13.12. The first information report is not an encyclopaedia which must disclose all facts and details relating to the offence reported. Therefore, when the investigation by the police is in progress, the court should not go into the merits of the allegations in the FIR. Police must be permitted to complete the investigation. It would be premature to pronounce the conclusion based on hazy facts that the complaint/FIR does not deserve to be investigated or that it amounts to abuse of process of law.During or after investigation, if the investigating officer finds that there is no substance in the application made by the complainant, the investigating officer may file an appropriate report/summary before the learned Magistrate which may be considered by the learned Magistrate in accordance with the known procedure;

13.13. The power under Section 482 Cr.P.C. is very wide, but conferment of wide power requires the court to be cautious. It casts an onerous and more diligent duty on the court;

13.14. However, at the same time, the court, if it thinks fit, regard being had to the parameters of quashing and the self-restraint imposed by law, more particularly the parameters laid down by this Court in the cases of R.P. Kapur (supra) and Bhajan Lal (supra), has the jurisdiction to quash the FIR/complaint; and

13.15. When a prayer for quashing the FIR is made by the alleged accused, the court when it exercises the power under Section 482 Cr.P.C., only has to consider whether or not the allegations in the FIR disclose the commission of a cognizable offence and is not required to consider on merits whether the allegations make out a cognizable offence or not and the court has to permit the investigating agency/police to investigate the allegations in the FIR.”

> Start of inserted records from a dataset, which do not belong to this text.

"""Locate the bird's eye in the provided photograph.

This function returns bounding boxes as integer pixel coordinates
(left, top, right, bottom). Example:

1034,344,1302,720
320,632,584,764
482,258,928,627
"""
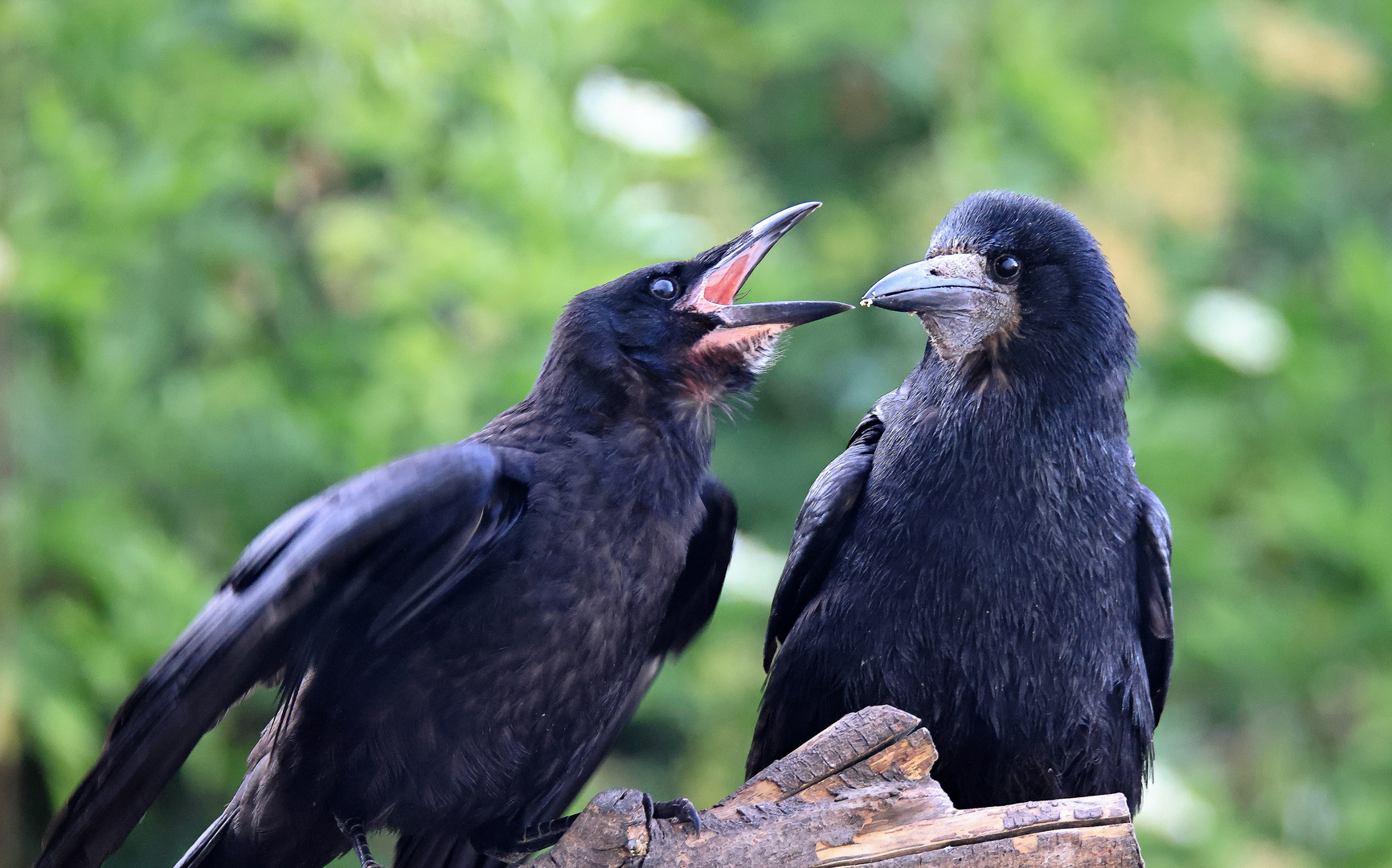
991,253,1021,281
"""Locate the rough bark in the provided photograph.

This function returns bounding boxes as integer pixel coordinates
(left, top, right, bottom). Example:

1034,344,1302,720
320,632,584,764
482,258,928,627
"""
526,706,1143,868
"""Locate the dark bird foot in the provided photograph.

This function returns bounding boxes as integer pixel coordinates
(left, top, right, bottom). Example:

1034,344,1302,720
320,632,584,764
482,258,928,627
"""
501,814,580,862
334,817,382,868
495,793,700,868
643,793,700,834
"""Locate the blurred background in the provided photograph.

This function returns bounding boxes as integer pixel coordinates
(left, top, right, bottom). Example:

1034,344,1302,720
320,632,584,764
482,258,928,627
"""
0,0,1392,868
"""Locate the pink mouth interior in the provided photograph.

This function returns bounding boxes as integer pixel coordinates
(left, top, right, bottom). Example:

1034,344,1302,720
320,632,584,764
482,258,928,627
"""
696,245,763,308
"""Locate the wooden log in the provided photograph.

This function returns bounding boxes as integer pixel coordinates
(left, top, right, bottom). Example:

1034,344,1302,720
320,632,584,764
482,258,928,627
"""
526,706,1141,868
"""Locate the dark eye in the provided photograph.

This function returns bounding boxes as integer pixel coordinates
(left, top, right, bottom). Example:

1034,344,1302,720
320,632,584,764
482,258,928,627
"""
991,253,1021,281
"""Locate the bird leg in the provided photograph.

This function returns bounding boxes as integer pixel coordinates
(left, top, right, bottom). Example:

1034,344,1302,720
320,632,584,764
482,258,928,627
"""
495,793,700,868
498,814,580,861
643,793,700,834
334,817,382,868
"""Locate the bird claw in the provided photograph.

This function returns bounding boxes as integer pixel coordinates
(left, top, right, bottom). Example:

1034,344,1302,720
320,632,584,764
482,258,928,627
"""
334,817,382,868
643,793,700,834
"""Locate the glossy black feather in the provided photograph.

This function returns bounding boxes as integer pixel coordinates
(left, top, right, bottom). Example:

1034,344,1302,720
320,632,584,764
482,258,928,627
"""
764,395,892,672
392,476,738,868
747,194,1173,809
38,215,824,868
39,444,522,866
1136,485,1175,723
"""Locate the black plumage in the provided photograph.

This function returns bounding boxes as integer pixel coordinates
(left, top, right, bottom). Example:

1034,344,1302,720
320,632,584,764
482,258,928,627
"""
749,192,1173,809
38,203,848,868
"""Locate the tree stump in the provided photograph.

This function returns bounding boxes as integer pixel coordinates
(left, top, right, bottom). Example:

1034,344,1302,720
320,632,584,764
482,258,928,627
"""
525,706,1143,868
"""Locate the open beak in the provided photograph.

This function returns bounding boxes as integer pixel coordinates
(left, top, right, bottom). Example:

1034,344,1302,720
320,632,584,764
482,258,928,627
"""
692,202,850,330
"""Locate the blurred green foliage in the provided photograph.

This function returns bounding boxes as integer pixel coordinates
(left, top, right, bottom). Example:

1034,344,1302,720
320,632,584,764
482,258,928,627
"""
0,0,1392,868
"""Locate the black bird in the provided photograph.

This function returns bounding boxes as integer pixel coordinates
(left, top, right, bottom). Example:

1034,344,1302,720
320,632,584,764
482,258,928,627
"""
747,192,1173,811
38,202,850,868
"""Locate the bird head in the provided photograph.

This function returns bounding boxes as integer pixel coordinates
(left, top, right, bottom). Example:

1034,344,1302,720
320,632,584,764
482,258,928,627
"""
860,190,1136,381
553,202,850,403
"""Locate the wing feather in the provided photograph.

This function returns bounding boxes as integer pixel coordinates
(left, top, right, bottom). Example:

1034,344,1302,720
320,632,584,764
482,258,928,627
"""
36,442,525,868
1136,485,1175,723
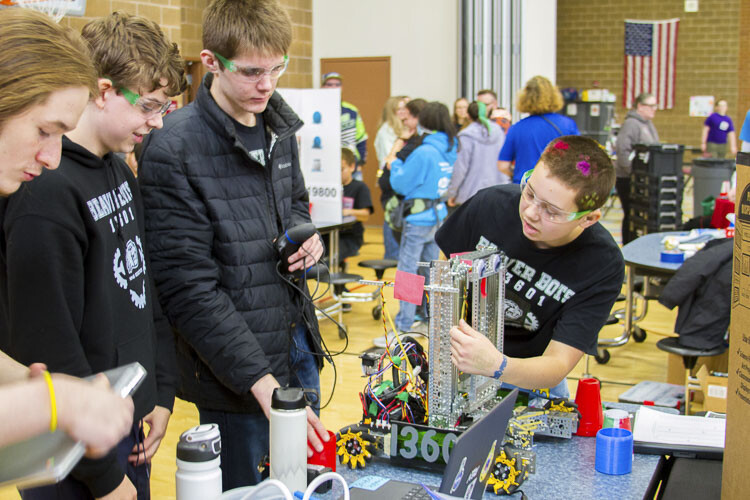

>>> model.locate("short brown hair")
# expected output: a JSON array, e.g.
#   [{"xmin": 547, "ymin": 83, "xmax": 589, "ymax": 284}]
[
  {"xmin": 0, "ymin": 9, "xmax": 97, "ymax": 128},
  {"xmin": 203, "ymin": 0, "xmax": 292, "ymax": 61},
  {"xmin": 539, "ymin": 135, "xmax": 615, "ymax": 211},
  {"xmin": 516, "ymin": 76, "xmax": 563, "ymax": 115},
  {"xmin": 406, "ymin": 97, "xmax": 427, "ymax": 118},
  {"xmin": 341, "ymin": 148, "xmax": 357, "ymax": 167},
  {"xmin": 81, "ymin": 11, "xmax": 187, "ymax": 96},
  {"xmin": 477, "ymin": 89, "xmax": 497, "ymax": 101}
]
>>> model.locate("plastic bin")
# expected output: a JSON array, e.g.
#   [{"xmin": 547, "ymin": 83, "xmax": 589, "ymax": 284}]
[
  {"xmin": 632, "ymin": 144, "xmax": 685, "ymax": 177},
  {"xmin": 691, "ymin": 158, "xmax": 736, "ymax": 216}
]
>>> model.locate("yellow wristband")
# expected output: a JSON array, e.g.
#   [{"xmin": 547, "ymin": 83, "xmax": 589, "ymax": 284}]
[{"xmin": 42, "ymin": 370, "xmax": 57, "ymax": 432}]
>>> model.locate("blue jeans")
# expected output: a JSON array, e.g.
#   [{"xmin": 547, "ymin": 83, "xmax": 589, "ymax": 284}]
[
  {"xmin": 383, "ymin": 222, "xmax": 399, "ymax": 260},
  {"xmin": 18, "ymin": 422, "xmax": 151, "ymax": 500},
  {"xmin": 198, "ymin": 324, "xmax": 320, "ymax": 491},
  {"xmin": 395, "ymin": 222, "xmax": 440, "ymax": 332}
]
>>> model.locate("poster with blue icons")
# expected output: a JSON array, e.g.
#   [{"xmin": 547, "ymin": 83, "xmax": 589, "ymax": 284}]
[{"xmin": 277, "ymin": 89, "xmax": 342, "ymax": 223}]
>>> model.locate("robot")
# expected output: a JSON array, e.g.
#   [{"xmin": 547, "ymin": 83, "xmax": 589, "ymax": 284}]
[{"xmin": 337, "ymin": 240, "xmax": 578, "ymax": 495}]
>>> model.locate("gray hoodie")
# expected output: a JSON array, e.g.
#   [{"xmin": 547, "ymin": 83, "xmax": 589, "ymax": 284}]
[
  {"xmin": 445, "ymin": 122, "xmax": 510, "ymax": 204},
  {"xmin": 616, "ymin": 110, "xmax": 659, "ymax": 177}
]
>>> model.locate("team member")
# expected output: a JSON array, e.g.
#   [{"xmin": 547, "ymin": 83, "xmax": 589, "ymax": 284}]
[
  {"xmin": 138, "ymin": 0, "xmax": 328, "ymax": 490},
  {"xmin": 339, "ymin": 148, "xmax": 373, "ymax": 266},
  {"xmin": 0, "ymin": 9, "xmax": 133, "ymax": 456},
  {"xmin": 435, "ymin": 136, "xmax": 624, "ymax": 397},
  {"xmin": 3, "ymin": 12, "xmax": 186, "ymax": 499}
]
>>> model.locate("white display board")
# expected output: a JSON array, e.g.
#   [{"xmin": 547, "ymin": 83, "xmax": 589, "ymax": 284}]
[{"xmin": 277, "ymin": 89, "xmax": 343, "ymax": 223}]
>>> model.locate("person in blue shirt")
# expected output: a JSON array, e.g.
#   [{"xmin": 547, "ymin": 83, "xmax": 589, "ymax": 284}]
[
  {"xmin": 740, "ymin": 109, "xmax": 750, "ymax": 153},
  {"xmin": 375, "ymin": 102, "xmax": 458, "ymax": 346},
  {"xmin": 497, "ymin": 76, "xmax": 578, "ymax": 184}
]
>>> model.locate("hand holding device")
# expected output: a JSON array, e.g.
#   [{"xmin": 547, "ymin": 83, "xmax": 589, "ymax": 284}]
[{"xmin": 274, "ymin": 222, "xmax": 322, "ymax": 278}]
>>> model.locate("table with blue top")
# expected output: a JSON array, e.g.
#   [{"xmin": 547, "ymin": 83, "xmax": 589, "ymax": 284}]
[
  {"xmin": 322, "ymin": 436, "xmax": 659, "ymax": 500},
  {"xmin": 598, "ymin": 231, "xmax": 688, "ymax": 362}
]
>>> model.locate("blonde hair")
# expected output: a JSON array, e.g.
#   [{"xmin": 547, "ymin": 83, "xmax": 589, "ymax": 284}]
[
  {"xmin": 516, "ymin": 76, "xmax": 563, "ymax": 115},
  {"xmin": 81, "ymin": 11, "xmax": 187, "ymax": 96},
  {"xmin": 378, "ymin": 95, "xmax": 404, "ymax": 136},
  {"xmin": 203, "ymin": 0, "xmax": 292, "ymax": 60},
  {"xmin": 0, "ymin": 9, "xmax": 97, "ymax": 127}
]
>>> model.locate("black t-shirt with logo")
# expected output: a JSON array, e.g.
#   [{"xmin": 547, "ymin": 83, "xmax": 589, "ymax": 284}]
[
  {"xmin": 238, "ymin": 113, "xmax": 268, "ymax": 167},
  {"xmin": 435, "ymin": 184, "xmax": 624, "ymax": 358}
]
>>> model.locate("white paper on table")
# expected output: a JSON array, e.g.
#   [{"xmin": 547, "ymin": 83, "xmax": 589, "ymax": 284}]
[{"xmin": 633, "ymin": 406, "xmax": 727, "ymax": 448}]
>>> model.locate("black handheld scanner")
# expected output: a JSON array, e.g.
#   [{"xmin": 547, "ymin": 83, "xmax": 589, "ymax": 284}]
[{"xmin": 274, "ymin": 222, "xmax": 318, "ymax": 278}]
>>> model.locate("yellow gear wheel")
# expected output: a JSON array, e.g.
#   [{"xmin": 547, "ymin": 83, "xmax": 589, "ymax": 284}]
[
  {"xmin": 487, "ymin": 450, "xmax": 521, "ymax": 495},
  {"xmin": 547, "ymin": 400, "xmax": 576, "ymax": 413},
  {"xmin": 336, "ymin": 429, "xmax": 372, "ymax": 469}
]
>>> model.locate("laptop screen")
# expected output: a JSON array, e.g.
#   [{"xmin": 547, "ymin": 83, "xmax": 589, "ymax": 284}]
[{"xmin": 440, "ymin": 389, "xmax": 518, "ymax": 498}]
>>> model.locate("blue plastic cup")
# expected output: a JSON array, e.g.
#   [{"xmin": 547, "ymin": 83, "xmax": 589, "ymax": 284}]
[{"xmin": 594, "ymin": 427, "xmax": 633, "ymax": 475}]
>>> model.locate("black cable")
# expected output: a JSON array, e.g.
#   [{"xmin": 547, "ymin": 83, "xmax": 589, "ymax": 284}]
[{"xmin": 276, "ymin": 242, "xmax": 349, "ymax": 411}]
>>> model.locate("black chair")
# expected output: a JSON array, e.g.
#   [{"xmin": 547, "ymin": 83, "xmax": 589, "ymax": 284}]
[
  {"xmin": 656, "ymin": 337, "xmax": 727, "ymax": 415},
  {"xmin": 307, "ymin": 264, "xmax": 362, "ymax": 339},
  {"xmin": 359, "ymin": 259, "xmax": 398, "ymax": 320}
]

11. After hearing arguments and going through the case file, this Court is of the opinion that in the present case, the contentions which have been raised by the learned counsel for the petitioners primarily are that the basis on which the chargesheet has been filed – that is the evidence collected by the investigating officer – would point out towards innocence of the present petitioners, and therefore, the FIR be quashed. However, in this Court‟s opinion, the principles which guide the High Courts while deciding petitions seeking quashing of an FIR have been enumerated in decisions of Neeharika Infrastructure (P) Ltd. v. State of Maharashtra (supra) and State of Haryana v. Bhajan Lal (supra), as noted above. The material placed on record, at this stage, reveals that the complainant in her complaint and her statement recorded under Section 164 of Cr.P.C. has levelled specific allegations of commission of sexual assault against the petitioners herein. Whether the allegations are false, or whether the CCTV footage reveals the incident in question in a manner as claimed by the complainant, and whether the statements of the witnesses are reliable or not, cannot be decided by this Court in proceedings under Section 482 of Cr.P.C. as the same are essentially triable issues, to be decided on the anvil of examination and crossexamination. Considering the same, the material on record does not lead to a conclusion that the allegations of sexual assault levelled in the present FIR are inherently absurd or improbable.

12. Thus, in view of foregoing discussion, the present petition along with pending application is accordingly dismissed.

13. The petitioners however shall be at liberty to raise all the contentions raised before this Court, at the stage of addressing arguments on charge before the learned Trial Court.

14. It is however clarified that nothing expressed hereinabove shall tantamount to an expression of opinion on the merits of the case.

15. The judgment be uploaded on the website forthwith.